Media analysis has been full of information from police and security sources. By and large journalists are honourable in this kind of reporting. Their sources, unfortunately, are not - viz the non-existent ricin, the Forest Gate "chemical weapons vest", or Jean Charles de Menezes leaping the barriers. Unlike the herd of security experts, I have had the highest security clearance; I have done a huge amount of professional intelligence analysis; and I have been inside the spin machine. And I am very sceptical about the story that has been spun.
None of the alleged terrorists had made a bomb. None had bought a plane ticket. Many did not have passports. It could be pretty difficult to convince a jury that these individuals were about to go through with suicide bombings, whatever they bragged about on the net.
What is more, many of those arrested had been under surveillance for more than a year - like thousands of other British Muslims. And not just Muslims. Like me. Nothing from that surveillance had indicated the need for early arrests.
Then an interrogation in Pakistan revealed this amazing plot to blow up multiple planes. Of course, the interrogators of the Pakistani dictator have ways of making people sing like canaries. As I witnessed in Uzbekistan, you can get the most extraordinary information from people desperate to stop or avert torture. What you don't get is the truth.
We also have the extraordinary question of Bush and Blair discussing arrests the weekend before they were made. Why? Both in domestic trouble, they longed for a chance to change the story. The intelligence from Pakistan, however dodgy, gave them a chance. Comparisons with 9/11 were all over front pages.
And we have the appalling political propaganda of John Reid, the home secretary, warning us all in advance of the evil that threatens us and complaining that some people "don't get" why we have to abandon traditional liberties.

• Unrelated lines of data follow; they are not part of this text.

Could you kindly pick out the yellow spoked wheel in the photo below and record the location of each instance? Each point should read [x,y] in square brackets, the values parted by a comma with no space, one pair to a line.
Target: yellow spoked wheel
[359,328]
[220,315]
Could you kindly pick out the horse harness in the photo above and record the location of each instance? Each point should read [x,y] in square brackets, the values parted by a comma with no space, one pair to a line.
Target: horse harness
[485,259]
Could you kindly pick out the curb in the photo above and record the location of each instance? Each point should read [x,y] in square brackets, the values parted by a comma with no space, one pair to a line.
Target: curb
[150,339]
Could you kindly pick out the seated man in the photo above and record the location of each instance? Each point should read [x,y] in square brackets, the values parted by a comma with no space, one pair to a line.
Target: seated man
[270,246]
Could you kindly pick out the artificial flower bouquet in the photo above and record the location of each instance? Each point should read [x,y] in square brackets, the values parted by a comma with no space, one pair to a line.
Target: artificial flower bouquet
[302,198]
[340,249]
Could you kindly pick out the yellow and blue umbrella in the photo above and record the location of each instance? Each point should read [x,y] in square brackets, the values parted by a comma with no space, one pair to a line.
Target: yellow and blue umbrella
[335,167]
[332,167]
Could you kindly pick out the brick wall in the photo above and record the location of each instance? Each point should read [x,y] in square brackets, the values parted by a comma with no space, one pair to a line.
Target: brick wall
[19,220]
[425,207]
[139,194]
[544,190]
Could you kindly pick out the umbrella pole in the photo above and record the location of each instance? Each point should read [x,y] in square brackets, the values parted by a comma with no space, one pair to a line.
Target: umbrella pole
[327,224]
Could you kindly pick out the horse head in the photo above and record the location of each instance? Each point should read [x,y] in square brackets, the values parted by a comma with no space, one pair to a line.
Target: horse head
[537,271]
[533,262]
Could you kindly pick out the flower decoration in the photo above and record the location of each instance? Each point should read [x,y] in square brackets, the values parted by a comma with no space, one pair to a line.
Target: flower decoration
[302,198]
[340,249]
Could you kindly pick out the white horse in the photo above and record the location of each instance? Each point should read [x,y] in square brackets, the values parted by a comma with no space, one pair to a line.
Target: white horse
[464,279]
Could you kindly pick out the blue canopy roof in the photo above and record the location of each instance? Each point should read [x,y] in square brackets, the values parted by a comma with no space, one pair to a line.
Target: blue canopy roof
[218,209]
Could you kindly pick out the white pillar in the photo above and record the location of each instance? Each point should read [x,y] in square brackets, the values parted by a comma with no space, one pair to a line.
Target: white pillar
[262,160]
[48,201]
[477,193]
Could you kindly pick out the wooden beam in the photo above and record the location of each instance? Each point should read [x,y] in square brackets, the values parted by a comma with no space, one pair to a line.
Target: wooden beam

We will now never know if any of those arrested would have gone on to make a bomb or buy a plane ticket. Most do not fit the "loner" profile you would expect. As they were all under surveillance, and on airport watch lists, there could have been little danger in letting them proceed closer to maturity: that is what we would have done with the IRA.
In all of this, the one thing of which I am certain is that the timing is deeply political. This is more propaganda than plot. More than 1,000 British Muslims have been arrested under anti-terrorist legislation, but only 12% have been charged. That is harassment on an appalling scale. Of those charged, 80% were acquitted. Most of the few convictions - just over 2% of arrests - are nothing to do with terrorism, but some minor offence the police happened upon while trawling through the lives they have wrecked.
Plainly, Islamist terrorism does exist. But its growth is encouraged by our adherence to neocon foreign policy, by our support for appalling regimes abroad, and by our trampling on the rights of Muslims in the UK. Now David Cameron has joined Blair and Reid in the rush to benefit politically from the fear thus engendered. Be very wary of politicians who seek to benefit from terror.
Be sceptical. Be very, very sceptical.
Craig Murray, who was posted to Uzbekistan from 2002 to 2004, is the author of Murder in Samarkand - A British Ambassador's Controversial Defiance of Tyranny in the War on Terror.